[Pacemaker] Postgresql streaming replication failover - RA needed

Mon Dec 12 07:32:20 EST 2011

Hello

2011/12/12 Serge Dubrouski <sergeyfd at gmail.com>:
>
>
> On Thu, Dec 8, 2011 at 10:34 PM, Takatoshi MATSUO <matsuo.tak at gmail.com>
> wrote:
>>
>> Hi Attila
>>
>> 2011/12/8 Attila Megyeri <amegyeri at minerva-soft.com>:
>> > Hi Takatoshi,
>> >
>> > One strange thing I noticed and could probably be improved.
>> > When there is data inconsistency, I have the following node properties:
>> >
>> > * Node psql2:
>> >    + default_ping_set                  : 100
>> >    + master-postgresql:1               : -INFINITY
>> >    + pgsql-data-status                 : DISCONNECT
>> >    + pgsql-status                      : HS:alone
>> > * Node psql1:
>> >    + default_ping_set                  : 100
>> >    + master-postgresql:0               : 1000
>> >    + master-postgresql:1               : -INFINITY
>> >    + pgsql-data-status                 : LATEST
>> >    + pgsql-master-baseline             : 58:000000004B000020
>> >    + pgsql-status                      : PRI
>> >
>> > This is fine, and understandable - but I can see this only if I do a
>> > crm_mon -A.
>> >
>> > My problem is, that CRM shows the following:
>> >
>> > Master/Slave Set: db-ms-psql [postgresql]
>> >     Masters: [ psql1 ]
>> >     Slaves: [ psql2 ]
>> >
>> > So if I monitor the system from crm_mon, HAWK or ther tools - I have no
>> > indication at all that the slave is running in an inconsistent mode.
>> >
>> > I would expect the RA to stop the psql2 node in such cases, because:
>> > - It is running, but has non-up-to-date data, therefore noone will use
>> > it (the slave IP points to the master as well, which is good)
>> > - In CRM status eveything looks perfect, even though it is NOT perfect
>> > and admin intervention is required.
>> >
>> >
>> > Shouldn't the disconnected PSQL server be stopped instead?
>>
>> hmm..
>> It's not better to stop PGSQL server.
>> RA cannot know whether PGSQL is disconnected because of
>> data-inconsistent or network-down or
>> starting-up and so on.
>
>
> Why does it matter? If the state is degraded and inconsistent and there is
> no way to fix it from inside of the RA, RA should probably stop it.

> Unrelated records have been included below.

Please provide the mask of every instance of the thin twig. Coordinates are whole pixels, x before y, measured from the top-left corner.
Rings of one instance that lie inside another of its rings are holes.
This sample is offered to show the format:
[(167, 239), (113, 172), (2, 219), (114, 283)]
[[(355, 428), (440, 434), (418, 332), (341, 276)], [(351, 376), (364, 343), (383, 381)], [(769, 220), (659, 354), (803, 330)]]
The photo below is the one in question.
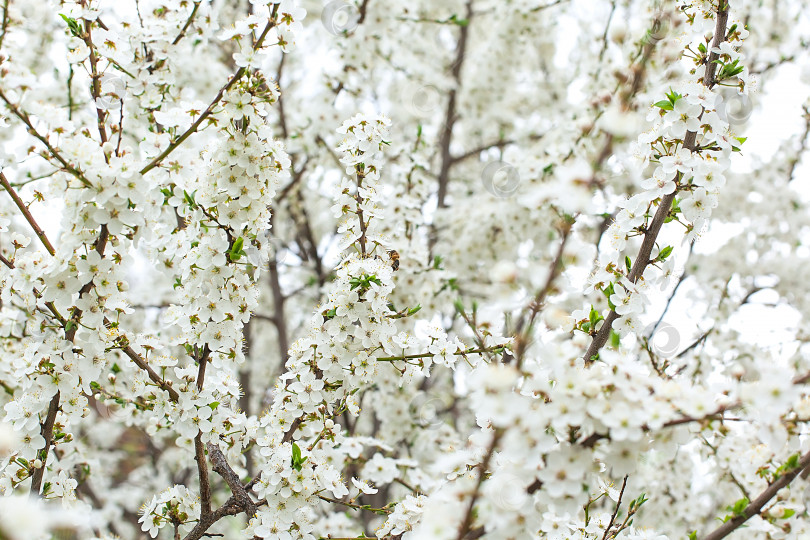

In this case, HS's data may be cosistent but Primary dosen't have enough wals or
HS dosen't have enough wal-archives to be replication-mode.
Unfortunately this RA dosen't calculate the number of wals.

> Let's say that there is pgpool running in front of the cluster, keeping an
> inconsistent node up would lead to the routing SQL queries to it and
> possibly getting wrong results.
>

It dosen't happen in my sample configuration.
vip-slave is up at master when slave is not "HS:sync".

>>
>>
>>
>> How about using dummy RA such as vip-slave?
>> -------------------------------------------
>> primitive runningSlaveOK ocf:heartbeat:Dummy
>> .....(snip)
>>
>> location rsc_location-dummy runningSlaveOK \
>>     rule  200: pgsql-status eq "HS:sync"
>> -------------------------------------------

>
> That probably fixes visibility issue. What about notifications on DISCONNECT
> state? How administrator would know that cluster is inconsistent? May be the
> better option in this case would be collocating MailTo resource with
> "HS:alone"?

Yes, it's good idea if you want to receive notifications.

Regards,
Takatoshi MATSUO